Because it costs money? It takes time and effort from other humans to create and they need to be compensated for that? Anything that costs any amount of money will have someone that is unable to afford it. The article is not even talking about being able to afford any housing, they are talking about 2-bedroom apartments. There are smaller apartments. There are rooms in shared houses. There are other forms of housing.

Again, we're talking about the majority of the people earning minimum wage probably not depending on the job to pay for their housing. Maybe they are getting something else out of it. It's cool with you to eliminate a lot of their jobs by raising the minimum wage?

If the problem is some people can't afford housing, we can fix that by providing housing vouchers to those people, or changing zoning laws so more housing can be built to bring down the price, or nationalize the housing industry and just have the government build housing for everyone and we all get assigned a government issue apartment to live in, comrade.

Either way, we address the problem of housing by dealing with housing, not by manipulating the labor market which is only tangentially related to housing.

1 comments

>Because it costs money?

the question was "should" not can't. your answer is therefore normative rather than descriptive. let's agree to disagree that market forces shouldn't interfere with people's abilities to survive (healthcare, housing, justice system).

>Maybe they are getting something else out of it. It's cool with you to eliminate a lot of their jobs by raising the minimum wage?

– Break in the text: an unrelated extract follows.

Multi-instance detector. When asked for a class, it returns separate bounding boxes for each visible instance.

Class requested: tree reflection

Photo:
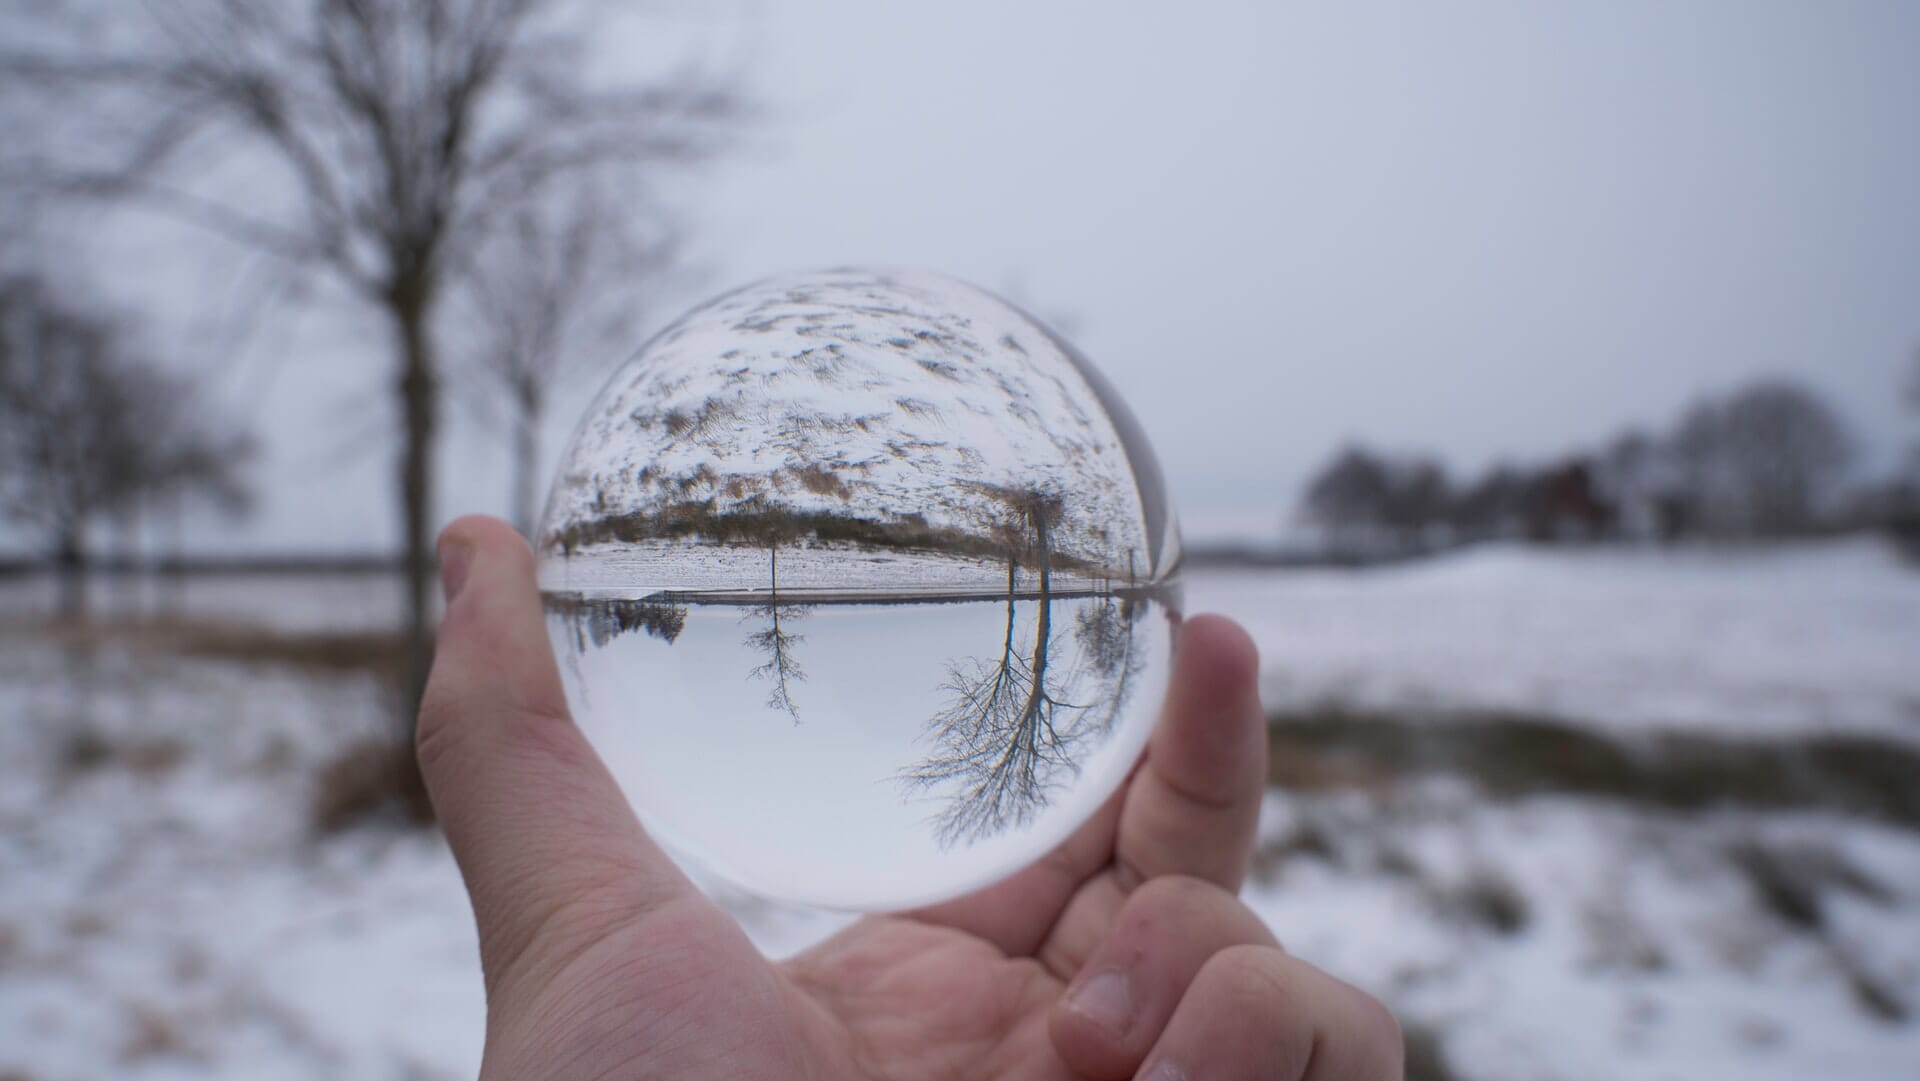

you wrongly believe that raising the minimum wage will lead to mass lay offs. ny raised minimum wage in 2016 and 2018 and the only sector that cut jobs was food service.

> we can fix that by providing housing vouchers to those people, or changing zoning laws so more housing can be built to bring down the price, or nationalize the housing industry and just have the government build housing for everyone and we all get assigned a government issue apartment to live in, comrade

facetious nonsense. not a single one of those things is a current policy practice (section 8 is not a housing voucher).

>Either way, we address the problem of housing by dealing with housing, not by manipulating the labor market which is only tangentially related to housing.

like i told the other guy: go ahead and build housing at cost. until then i'll vote for minimum wage increases.

> let's agree to disagree that market forces shouldn't interfere with people's abilities to survive (healthcare, housing, justice system).

Fair enough. I mean, market forces do interfere with people's ability to survive whether we care to agree with it or not, at least until we can develop a post-scarcity economy.

again you're missing a key normative word: should. i said should. i'm well aware that they do. i don't think they should. like i keep saying - which is why i will vote always vote for minimum wage increases.
What I'm saying is, raising the minimum wage does not make market forces go away. It just changes the input to those forces. Look at San Francisco. Even people who earn far, far above minimum wage have a hard time affording housing there. The existence of high incomes didn't magically make market forces go away.

The only way a market goes away is if the supply of something is so high that it is effectively worthless, because everyone can freely access all they could ever want. For instance, there is no market for breathable air. We can all breathe as much air as we want without impacting the ability of anyone else to do so. Hence, there is no reason for anyone to try to sell air to anyone else (for now, anyway...).

i'm not clueless - i'm very familiar with supply/demand economics. my point is simply that saying we should raise housing supply is very convenient when none of us are real estate developers (and the developers aren't saying that). are you going to quit your job and start developing real estate at cost? no. am i? no. are the policy makers going to do it? no. so it's a completely feckless remark (increase housing supply).

my ultimate point is therefore that you have almost no other policy levers than the minimum wage.